The purpose of this bill is to clarify that information developed in a compliance investigation at an institution of higher education may be shared with appropriate enforcement agencies and with appropriate internal investigators and reviewers.

 

H.B. 4189, 81st Legislature, Regular Session, 2009, encourages employees to make appropriate reports of theft, fraud, and ethics violations and participate in compliance investigations, and permits institutions of higher education to provide a means, such as a compliance hotline, for employees to have private access to the compliance office.  In addition, H.B. 4189 makes confidential, and therefore a mandatory exception under the public information law, the identities of individuals who report compliance issues, ask compliance questions, or participate in a compliance investigation.  The individual may consent to the release of the individual's identity.

 

Strictly applied, the current law fails to protect that same information in the hands of a systemwide compliance office reviewing institutional compliance processes.

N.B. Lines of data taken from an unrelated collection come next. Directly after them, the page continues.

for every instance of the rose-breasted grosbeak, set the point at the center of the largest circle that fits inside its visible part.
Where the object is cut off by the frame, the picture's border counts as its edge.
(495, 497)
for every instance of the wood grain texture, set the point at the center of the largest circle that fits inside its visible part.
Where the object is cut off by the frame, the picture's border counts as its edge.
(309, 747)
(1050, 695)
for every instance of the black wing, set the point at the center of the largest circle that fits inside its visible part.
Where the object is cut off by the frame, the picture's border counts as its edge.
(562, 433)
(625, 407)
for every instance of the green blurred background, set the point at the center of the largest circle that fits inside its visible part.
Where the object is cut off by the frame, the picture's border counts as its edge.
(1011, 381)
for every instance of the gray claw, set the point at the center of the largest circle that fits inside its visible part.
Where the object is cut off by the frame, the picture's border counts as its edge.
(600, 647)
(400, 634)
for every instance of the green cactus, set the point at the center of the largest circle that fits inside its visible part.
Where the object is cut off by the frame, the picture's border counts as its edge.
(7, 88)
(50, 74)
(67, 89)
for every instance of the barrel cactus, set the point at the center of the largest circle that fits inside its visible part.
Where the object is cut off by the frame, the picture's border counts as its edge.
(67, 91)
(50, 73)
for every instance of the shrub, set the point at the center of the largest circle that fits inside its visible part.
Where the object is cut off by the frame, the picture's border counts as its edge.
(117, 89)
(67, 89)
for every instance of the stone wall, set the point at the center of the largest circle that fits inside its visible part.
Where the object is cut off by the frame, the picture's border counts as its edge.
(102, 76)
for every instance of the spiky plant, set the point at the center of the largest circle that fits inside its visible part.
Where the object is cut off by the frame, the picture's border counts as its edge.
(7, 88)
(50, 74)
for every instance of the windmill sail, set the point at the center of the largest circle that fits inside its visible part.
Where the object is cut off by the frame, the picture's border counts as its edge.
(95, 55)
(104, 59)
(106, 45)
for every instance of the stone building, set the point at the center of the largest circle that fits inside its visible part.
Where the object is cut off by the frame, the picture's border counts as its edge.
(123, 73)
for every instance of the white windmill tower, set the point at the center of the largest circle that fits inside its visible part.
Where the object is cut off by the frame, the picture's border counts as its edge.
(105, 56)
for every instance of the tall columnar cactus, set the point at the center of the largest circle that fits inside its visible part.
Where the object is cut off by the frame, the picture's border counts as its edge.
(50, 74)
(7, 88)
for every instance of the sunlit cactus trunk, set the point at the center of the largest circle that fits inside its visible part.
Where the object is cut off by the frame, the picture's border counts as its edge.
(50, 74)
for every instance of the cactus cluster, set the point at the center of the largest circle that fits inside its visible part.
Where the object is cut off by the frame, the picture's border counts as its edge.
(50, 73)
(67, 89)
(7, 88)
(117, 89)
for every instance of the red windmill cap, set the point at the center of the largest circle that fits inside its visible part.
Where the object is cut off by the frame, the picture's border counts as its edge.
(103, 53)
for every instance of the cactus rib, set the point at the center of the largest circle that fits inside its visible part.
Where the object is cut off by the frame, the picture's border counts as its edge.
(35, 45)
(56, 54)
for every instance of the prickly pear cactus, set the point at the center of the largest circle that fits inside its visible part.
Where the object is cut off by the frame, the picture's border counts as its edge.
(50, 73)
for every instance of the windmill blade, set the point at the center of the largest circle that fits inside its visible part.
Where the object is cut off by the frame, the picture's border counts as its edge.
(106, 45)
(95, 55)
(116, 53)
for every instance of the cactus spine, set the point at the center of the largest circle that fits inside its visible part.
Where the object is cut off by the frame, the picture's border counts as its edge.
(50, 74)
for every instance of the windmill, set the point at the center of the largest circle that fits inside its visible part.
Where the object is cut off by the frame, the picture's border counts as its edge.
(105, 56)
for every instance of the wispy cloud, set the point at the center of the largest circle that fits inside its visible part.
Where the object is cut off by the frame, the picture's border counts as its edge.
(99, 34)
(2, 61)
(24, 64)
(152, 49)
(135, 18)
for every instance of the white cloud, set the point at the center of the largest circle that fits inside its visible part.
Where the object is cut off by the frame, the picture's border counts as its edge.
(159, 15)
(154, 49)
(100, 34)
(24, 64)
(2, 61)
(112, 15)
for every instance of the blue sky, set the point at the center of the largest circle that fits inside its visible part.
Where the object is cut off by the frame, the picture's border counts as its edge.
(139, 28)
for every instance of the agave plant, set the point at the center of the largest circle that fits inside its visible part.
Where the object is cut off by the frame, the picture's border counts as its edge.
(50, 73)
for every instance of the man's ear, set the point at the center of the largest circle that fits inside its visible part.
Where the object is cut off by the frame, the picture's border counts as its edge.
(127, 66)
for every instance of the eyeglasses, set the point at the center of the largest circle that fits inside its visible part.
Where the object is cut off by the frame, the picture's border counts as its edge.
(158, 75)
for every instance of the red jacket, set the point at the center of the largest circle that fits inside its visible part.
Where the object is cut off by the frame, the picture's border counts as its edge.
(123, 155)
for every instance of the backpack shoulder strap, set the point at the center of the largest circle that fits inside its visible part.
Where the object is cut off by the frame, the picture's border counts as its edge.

In addition, while the law permits the disclosure of the confidential information to a law enforcement agency or prosecutor, the law fails to permit the sharing of confidential information with governmental agencies such as the Texas Commission on Human Rights, that may be charged under law with investigating the same matter that is the subject of the compliance report, or to permit the sharing of the confidential information within the institution with officers or employees responsible for conducting or reviewing the compliance investigation.

 

These issues have arisen in enforcement of the law in the two years since enactment, and this bill would properly be characterized as fine-tuning the previous legislation.

 

This bill allows the confidential information to be shared with a systemwide compliance officer charged with reviewing compliance programs and with governmental agencies charged with reviewing the matter that is the subject of a compliance investigation.  Sharing the information with these officials does not change the confidential nature of the information in any other regard.

 

As proposed, S.B. 1327 amends current law relating to the confidentiality of information obtained by a compliance office of an institution of higher education.

 

RULEMAKING AUTHORITY

 

It is the committee's opinion that this bill does not expressly grant any additional rulemaking authority to a state officer, department, agency, or institution.

 

ANALYSIS

 

SECTION 1.  Amends Section 51.971, Education Code, by amending Subsections (e) and (f) and adding Subsection (g), as follows:

 

(e) Provides that information is excepted from disclosure under Chapter 552 (Public Information), Government Code, if it is collected or produced:

 

(1) in a compliance program investigation and releasing the information would interfere with an ongoing compliance investigation; or

 

(2) by a systemwide compliance office for the purpose of reviewing compliance processes at a component institution of higher education of a university system.

 

Deletes existing text providing that information produced in a compliance program investigation the release of which would interfere with an ongoing compliance investigation is excepted from disclosure under Chapter 552, Government Code.

 

(f) Authorizes information made confidential or excepted from public disclosure by this section to be made available to the following on request in compliance with applicable law and procedure:

 

(1)  a law enforcement agency or prosecutor;

 

(2)  a governmental agency responsible for investigating the matter that is the subject of a compliance report, including the Texas Workforce Commission civil rights division or the federal Equal Employment Opportunity Commission; or

 

(3)  an officer or employee of an institution of higher education or a compliance officer or employee of a university system administration who is responsible under institutional or system policy for a compliance program investigation or for reviewing a compliance program investigation, rather than for official purposes of the agency or prosecutor upon proper request made in compliance with applicable law and procedure.

 

(g) Provides that a disclosure under Subsection (f) is not a voluntary disclosure for purposes of Section 552.007 (Voluntary Disclosure of Certain Information When Disclosure Not Required), Government Code.

 

SECTION 2.  Effective date: upon passage or September 1, 2011.

 

EFFECTIVE DATE

 

Upon passage, or, if the Act does not receive the necessary vote, the Act takes effect September 1, 2011.